SAN BENEDETTO DEL TRONTO- Come ogni anno l’Arma dei Carabinieri ha inteso celebrare la ricorrenza della festa dedicata alla loro patrona e protettrice “Virgo Fidelis”. Due le manifestazioni al riguardo. La prima si è svolta in Piazza Nardone dove è stata deposta una corona a ricordo del maresciallo dei Carabinieri Luciano Nardone e dell’appuntato Isaia Ceci che 65 anni fa, proprio in quel luogo, vennero barbaramente trucidati tramite fucilazione da un gruppo di soldati tedeschi che stavano cercando di assalire un rivenditore di generi alimentari in difesa del quale erano intervenuti i due valorosi militi.

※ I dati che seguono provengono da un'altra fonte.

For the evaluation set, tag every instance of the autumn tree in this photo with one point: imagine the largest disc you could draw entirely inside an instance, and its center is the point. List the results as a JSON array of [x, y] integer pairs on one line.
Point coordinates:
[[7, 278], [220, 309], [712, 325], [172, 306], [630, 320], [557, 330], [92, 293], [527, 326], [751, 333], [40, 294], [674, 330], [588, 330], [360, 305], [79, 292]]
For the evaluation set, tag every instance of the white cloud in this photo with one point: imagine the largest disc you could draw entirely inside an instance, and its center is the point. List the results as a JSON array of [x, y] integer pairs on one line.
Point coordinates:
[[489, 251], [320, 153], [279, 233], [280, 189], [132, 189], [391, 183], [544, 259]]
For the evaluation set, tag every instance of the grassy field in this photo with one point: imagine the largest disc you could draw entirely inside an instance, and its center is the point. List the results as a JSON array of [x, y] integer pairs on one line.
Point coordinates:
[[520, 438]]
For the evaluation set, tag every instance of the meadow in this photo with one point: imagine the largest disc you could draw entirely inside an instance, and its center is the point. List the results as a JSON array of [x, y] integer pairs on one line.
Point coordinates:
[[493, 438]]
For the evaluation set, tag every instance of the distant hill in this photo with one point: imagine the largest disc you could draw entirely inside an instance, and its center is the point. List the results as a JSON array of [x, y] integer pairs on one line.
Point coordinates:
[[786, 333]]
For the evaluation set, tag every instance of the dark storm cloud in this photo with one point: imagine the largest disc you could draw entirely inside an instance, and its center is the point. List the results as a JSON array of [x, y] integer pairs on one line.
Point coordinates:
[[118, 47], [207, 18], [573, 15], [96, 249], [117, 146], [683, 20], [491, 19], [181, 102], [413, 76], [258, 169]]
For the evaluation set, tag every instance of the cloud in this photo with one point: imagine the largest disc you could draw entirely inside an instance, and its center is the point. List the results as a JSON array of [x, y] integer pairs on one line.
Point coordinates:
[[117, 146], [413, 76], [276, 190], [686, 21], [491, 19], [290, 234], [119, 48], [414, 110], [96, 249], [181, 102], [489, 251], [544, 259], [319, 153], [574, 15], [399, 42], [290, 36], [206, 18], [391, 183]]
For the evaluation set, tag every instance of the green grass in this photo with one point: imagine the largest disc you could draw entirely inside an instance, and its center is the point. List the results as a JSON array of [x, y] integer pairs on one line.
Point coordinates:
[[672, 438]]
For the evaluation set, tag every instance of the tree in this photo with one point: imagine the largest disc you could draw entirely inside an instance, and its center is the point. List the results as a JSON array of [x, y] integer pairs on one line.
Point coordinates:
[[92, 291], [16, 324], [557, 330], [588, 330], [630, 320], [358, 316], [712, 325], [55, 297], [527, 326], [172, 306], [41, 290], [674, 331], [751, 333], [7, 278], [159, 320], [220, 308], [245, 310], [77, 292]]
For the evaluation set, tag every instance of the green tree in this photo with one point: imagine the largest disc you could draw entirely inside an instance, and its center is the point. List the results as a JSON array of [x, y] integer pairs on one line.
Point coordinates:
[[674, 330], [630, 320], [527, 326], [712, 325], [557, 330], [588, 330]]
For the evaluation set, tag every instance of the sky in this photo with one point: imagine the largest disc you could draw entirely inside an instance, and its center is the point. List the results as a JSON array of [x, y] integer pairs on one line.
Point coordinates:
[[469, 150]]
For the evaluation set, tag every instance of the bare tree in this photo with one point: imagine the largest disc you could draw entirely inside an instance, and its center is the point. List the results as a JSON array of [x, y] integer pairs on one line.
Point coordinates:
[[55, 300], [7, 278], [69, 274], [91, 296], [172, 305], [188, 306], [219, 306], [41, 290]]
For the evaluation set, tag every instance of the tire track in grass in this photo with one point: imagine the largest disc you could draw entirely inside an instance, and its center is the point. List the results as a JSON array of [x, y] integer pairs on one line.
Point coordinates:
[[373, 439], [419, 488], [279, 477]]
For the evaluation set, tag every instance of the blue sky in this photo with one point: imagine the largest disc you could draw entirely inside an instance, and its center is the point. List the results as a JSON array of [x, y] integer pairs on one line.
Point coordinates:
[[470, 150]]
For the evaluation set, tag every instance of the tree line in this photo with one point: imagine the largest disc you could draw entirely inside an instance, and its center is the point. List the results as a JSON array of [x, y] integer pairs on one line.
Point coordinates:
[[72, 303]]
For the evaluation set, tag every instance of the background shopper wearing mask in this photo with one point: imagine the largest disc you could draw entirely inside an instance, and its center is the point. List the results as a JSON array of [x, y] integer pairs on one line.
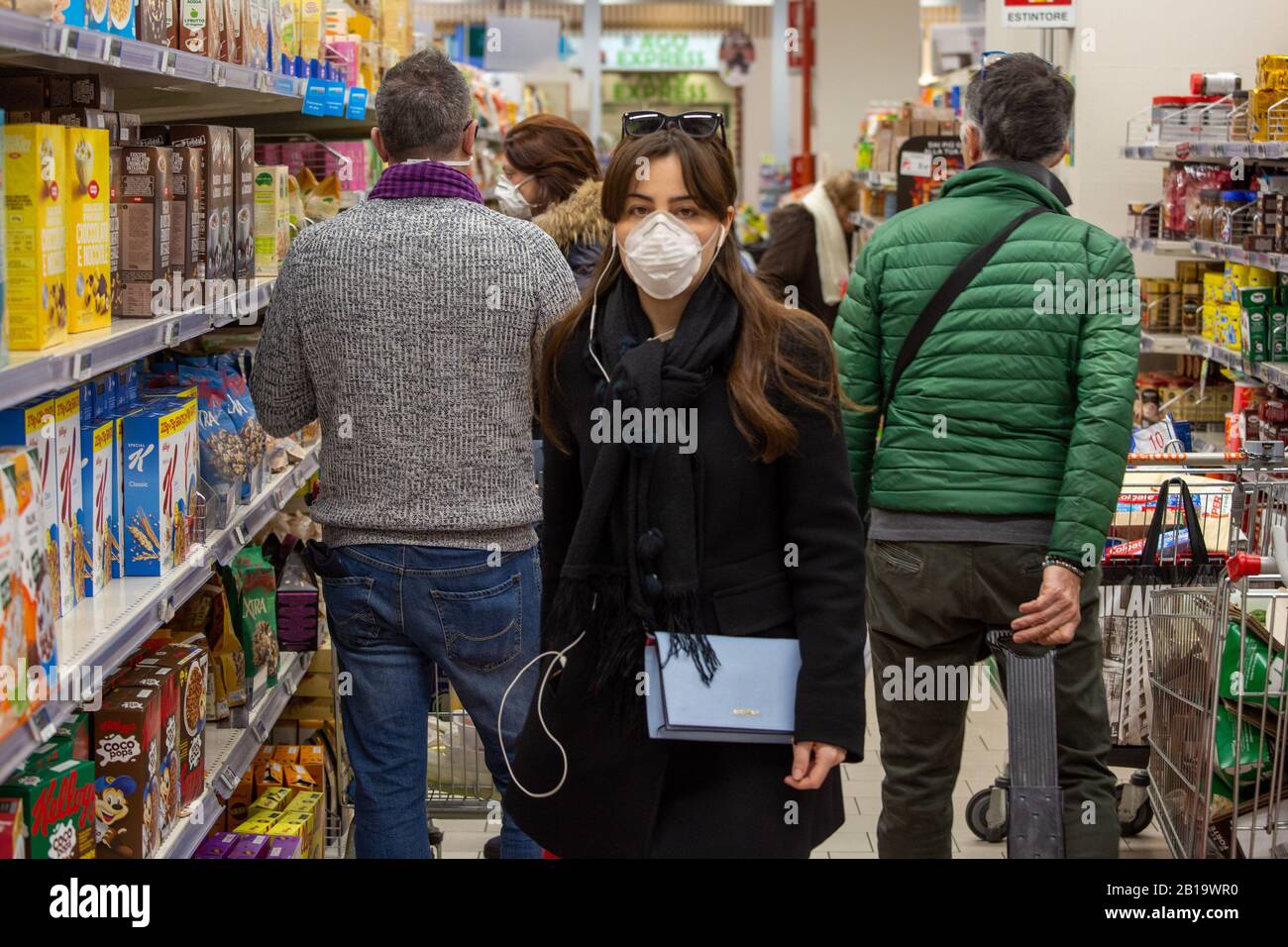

Alla toccante cerimonia hanno partecipato, oltre ad una rappresentanza di agenti dell’Arma in congedo, una folta rappresentanza di alunni delle scuole primarie alle quali era stato precedentemente consegnato il libro “In nome del pane” scritto da Giuseppe Merlini a ricordo di quell’evento. Successivamente, alla presenza delle maggiori autorità cittadine, il Vescovo Mons. Gervaso Gestori ha officiato la messa solenne presso la Abbazia “San Benedetto Martire” anche in onore della “Giornata dell’Orfano”.